During a merge with conflicts

Bash
git merge feature-x          # produces conflicts
git mergetool                # opens the merge tool for each conflict
# Resolve in the GUI, save, close.
# Repeat for each conflicted file.
git commit                   # finalise the merge
The four files the tool sees
  • $BASE — the common ancestor (where the two branches diverged).

  • $LOCAL — your side (the branch you were on before merging).

  • $REMOTE — their side (the branch being merged in).

  • $MERGED — the file Git wants you to produce. Edit this one — it becomes the final content.

VS Code merge editor walkthrough
  • Open the Source Control panel (Ctrl/Cmd + Shift + G).

  • Click a conflicted file. The “Open in Merge Editor” button appears at the top.

  • You see three panes: Incoming (theirs), Current (ours), and Result.

  • Each conflict has buttons: “Accept Current”, “Accept Incoming”, “Accept Both”.

  • Edit the Result freely. When done, click “Complete Merge”.

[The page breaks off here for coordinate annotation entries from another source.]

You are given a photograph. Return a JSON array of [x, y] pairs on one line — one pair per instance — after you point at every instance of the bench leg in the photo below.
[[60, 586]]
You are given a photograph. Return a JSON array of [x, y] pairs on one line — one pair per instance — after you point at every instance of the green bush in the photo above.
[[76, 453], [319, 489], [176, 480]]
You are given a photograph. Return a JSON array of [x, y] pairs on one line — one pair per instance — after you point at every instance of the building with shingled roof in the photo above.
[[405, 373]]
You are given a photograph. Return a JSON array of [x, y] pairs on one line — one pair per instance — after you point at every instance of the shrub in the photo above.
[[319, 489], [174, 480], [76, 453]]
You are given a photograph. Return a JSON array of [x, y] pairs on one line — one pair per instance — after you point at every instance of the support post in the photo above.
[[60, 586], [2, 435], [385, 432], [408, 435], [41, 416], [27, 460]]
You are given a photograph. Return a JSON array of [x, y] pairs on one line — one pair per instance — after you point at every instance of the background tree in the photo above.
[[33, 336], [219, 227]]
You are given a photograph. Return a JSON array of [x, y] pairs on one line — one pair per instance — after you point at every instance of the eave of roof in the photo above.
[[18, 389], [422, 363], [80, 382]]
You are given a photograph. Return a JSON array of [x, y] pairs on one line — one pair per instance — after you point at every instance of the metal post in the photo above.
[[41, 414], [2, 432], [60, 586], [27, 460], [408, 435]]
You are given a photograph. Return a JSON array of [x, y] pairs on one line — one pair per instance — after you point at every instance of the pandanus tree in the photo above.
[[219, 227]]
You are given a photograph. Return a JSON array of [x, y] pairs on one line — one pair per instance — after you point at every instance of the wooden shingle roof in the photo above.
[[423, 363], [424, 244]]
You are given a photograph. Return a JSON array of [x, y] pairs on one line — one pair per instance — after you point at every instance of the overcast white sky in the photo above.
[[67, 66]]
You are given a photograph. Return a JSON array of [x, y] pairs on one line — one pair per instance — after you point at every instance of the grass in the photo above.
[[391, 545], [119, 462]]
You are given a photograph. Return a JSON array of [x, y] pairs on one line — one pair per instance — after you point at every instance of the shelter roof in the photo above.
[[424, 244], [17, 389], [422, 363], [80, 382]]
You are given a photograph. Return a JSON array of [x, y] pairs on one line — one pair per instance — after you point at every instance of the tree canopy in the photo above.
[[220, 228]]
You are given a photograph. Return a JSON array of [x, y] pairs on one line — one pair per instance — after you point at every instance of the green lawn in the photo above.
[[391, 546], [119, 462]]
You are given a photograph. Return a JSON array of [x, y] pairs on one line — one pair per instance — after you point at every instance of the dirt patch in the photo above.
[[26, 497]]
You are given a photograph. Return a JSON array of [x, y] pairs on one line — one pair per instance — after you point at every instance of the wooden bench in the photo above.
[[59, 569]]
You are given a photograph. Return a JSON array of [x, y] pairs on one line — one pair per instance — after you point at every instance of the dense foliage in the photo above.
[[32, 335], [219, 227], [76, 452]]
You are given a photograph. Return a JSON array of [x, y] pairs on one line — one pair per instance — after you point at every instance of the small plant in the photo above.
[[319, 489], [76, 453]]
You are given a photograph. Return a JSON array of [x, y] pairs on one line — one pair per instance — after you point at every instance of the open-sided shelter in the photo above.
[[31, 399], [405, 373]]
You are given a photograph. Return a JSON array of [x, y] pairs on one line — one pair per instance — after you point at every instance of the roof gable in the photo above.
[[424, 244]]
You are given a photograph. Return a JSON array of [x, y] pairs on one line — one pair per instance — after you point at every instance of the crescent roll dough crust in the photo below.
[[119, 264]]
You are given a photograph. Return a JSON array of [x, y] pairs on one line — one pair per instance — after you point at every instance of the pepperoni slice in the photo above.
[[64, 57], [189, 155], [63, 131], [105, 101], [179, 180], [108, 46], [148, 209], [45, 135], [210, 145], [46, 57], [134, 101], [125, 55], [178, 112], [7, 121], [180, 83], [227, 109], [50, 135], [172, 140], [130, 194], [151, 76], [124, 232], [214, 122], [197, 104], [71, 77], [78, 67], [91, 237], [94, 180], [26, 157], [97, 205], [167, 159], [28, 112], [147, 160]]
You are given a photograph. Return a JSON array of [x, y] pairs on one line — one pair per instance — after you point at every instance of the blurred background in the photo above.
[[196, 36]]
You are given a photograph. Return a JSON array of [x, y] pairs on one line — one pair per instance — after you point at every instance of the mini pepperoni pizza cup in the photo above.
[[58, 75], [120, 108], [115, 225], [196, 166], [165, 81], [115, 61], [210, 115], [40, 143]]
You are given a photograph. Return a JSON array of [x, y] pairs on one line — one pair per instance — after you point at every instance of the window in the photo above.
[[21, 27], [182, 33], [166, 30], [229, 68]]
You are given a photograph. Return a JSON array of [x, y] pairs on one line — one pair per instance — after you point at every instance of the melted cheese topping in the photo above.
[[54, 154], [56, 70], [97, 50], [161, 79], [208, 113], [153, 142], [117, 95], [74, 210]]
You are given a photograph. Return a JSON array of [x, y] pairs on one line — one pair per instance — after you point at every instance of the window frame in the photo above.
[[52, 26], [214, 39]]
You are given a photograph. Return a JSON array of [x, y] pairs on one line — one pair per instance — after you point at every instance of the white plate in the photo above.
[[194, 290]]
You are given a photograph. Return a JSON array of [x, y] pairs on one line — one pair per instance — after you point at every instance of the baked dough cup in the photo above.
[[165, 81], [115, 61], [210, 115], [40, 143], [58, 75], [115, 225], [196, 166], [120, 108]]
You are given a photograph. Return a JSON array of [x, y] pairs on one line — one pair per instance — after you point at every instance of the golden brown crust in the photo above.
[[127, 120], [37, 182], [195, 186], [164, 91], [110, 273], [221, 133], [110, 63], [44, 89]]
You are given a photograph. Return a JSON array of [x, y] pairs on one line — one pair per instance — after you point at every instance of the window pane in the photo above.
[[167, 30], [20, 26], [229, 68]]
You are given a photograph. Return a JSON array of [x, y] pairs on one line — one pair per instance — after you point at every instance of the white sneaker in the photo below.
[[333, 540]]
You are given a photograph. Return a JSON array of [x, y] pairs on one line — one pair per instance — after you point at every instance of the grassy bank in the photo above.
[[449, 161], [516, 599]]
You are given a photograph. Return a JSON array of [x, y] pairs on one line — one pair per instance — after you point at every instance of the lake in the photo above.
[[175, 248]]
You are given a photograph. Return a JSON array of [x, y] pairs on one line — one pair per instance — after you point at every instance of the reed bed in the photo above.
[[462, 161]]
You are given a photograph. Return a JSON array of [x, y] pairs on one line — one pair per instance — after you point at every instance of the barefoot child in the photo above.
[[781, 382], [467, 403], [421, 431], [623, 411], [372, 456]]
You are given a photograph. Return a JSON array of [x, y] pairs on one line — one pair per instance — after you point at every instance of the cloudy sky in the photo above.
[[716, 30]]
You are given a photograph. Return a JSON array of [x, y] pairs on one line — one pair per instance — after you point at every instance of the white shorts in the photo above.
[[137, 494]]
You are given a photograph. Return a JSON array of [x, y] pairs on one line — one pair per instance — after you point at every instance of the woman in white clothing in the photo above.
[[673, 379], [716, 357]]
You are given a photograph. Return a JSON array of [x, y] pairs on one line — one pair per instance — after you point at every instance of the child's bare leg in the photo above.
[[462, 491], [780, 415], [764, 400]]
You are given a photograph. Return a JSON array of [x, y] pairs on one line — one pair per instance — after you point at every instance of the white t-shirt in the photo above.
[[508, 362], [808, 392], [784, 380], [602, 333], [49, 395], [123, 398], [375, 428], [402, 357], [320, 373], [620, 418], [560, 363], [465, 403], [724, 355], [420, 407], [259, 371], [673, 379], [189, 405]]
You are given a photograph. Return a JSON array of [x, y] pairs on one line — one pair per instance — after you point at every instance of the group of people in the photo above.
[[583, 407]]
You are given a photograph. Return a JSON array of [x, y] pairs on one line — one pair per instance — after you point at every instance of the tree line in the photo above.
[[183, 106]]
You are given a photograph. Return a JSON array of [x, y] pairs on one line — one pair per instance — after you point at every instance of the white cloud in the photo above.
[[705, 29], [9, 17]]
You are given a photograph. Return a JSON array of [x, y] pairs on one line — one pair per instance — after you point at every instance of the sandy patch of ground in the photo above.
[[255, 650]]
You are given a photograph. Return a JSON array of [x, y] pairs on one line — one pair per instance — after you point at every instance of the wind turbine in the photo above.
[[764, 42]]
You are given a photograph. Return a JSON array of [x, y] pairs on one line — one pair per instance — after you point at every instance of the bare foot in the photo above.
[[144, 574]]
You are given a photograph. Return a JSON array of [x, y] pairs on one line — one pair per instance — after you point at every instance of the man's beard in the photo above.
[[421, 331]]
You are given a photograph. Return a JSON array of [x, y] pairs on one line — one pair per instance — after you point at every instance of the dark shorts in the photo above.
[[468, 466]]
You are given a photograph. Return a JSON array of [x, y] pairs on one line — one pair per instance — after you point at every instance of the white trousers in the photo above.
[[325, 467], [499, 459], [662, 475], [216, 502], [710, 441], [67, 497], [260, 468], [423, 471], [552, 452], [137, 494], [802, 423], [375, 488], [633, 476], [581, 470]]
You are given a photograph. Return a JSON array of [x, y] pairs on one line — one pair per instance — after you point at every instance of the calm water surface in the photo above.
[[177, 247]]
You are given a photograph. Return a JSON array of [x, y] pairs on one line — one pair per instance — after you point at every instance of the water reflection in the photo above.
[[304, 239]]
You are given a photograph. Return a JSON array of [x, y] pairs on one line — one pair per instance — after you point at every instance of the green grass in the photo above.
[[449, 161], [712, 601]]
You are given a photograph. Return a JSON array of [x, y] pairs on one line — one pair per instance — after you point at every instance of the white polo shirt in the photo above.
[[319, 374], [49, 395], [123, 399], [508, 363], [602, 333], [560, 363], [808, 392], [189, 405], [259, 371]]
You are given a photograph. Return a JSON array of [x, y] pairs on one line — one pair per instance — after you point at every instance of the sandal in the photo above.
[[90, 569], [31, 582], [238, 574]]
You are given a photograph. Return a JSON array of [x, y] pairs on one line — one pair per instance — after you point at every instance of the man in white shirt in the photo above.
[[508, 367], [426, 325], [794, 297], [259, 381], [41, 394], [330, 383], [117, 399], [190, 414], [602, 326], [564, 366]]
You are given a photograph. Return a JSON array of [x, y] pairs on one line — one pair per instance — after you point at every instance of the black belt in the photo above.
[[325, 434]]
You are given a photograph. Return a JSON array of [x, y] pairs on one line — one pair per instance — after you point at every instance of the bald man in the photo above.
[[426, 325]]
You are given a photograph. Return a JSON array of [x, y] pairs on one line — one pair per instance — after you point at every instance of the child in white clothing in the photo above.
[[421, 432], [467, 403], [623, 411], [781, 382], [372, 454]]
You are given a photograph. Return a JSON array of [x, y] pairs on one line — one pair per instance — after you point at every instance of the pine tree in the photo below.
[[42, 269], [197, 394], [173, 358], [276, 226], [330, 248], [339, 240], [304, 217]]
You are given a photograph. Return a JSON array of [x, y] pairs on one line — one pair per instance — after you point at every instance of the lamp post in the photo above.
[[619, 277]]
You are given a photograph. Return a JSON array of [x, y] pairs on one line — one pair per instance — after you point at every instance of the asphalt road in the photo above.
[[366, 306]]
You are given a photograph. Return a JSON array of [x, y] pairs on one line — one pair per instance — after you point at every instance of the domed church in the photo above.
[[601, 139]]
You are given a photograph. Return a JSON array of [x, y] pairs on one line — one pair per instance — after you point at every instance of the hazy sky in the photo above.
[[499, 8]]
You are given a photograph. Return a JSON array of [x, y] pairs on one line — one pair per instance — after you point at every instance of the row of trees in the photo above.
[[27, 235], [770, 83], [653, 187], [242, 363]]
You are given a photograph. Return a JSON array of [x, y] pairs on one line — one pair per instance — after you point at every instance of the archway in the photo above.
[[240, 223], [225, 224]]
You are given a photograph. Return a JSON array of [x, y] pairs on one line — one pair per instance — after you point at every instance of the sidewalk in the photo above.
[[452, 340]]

  • Stage and commit as usual.

Avoiding backup files

By default mergetool keeps .orig backups

Bash
# Resolve a conflict in src/app.js — Git creates src/app.js.orig

# To turn this off:
git config --global mergetool.keepBackup false
Cleaning up .orig files

Bash
find . -name "*.orig" -delete
# Or add *.orig to your global .gitignore_global
Triggering the tool for a single file

Bash
git mergetool -- path/to/specific-file.js
Using a tool that you already have configured

Override the configured tool for one merge

Bash
git mergetool --tool=meld
List supported tools

Bash
git mergetool --tool-help
# Lists every tool Git knows about + which ones are detected on your system
No tool? Edit the file directly.
You do not *need* a merge tool. Many experienced developers just resolve conflicts in their normal editor with the conflict markers visible. Tools shine on big, complex merges; small conflicts are often easier without them.
Tip
Set up your merge tool **once** when you install Git. Then you never have to think about it again — `git mergetool` just works whenever you need it.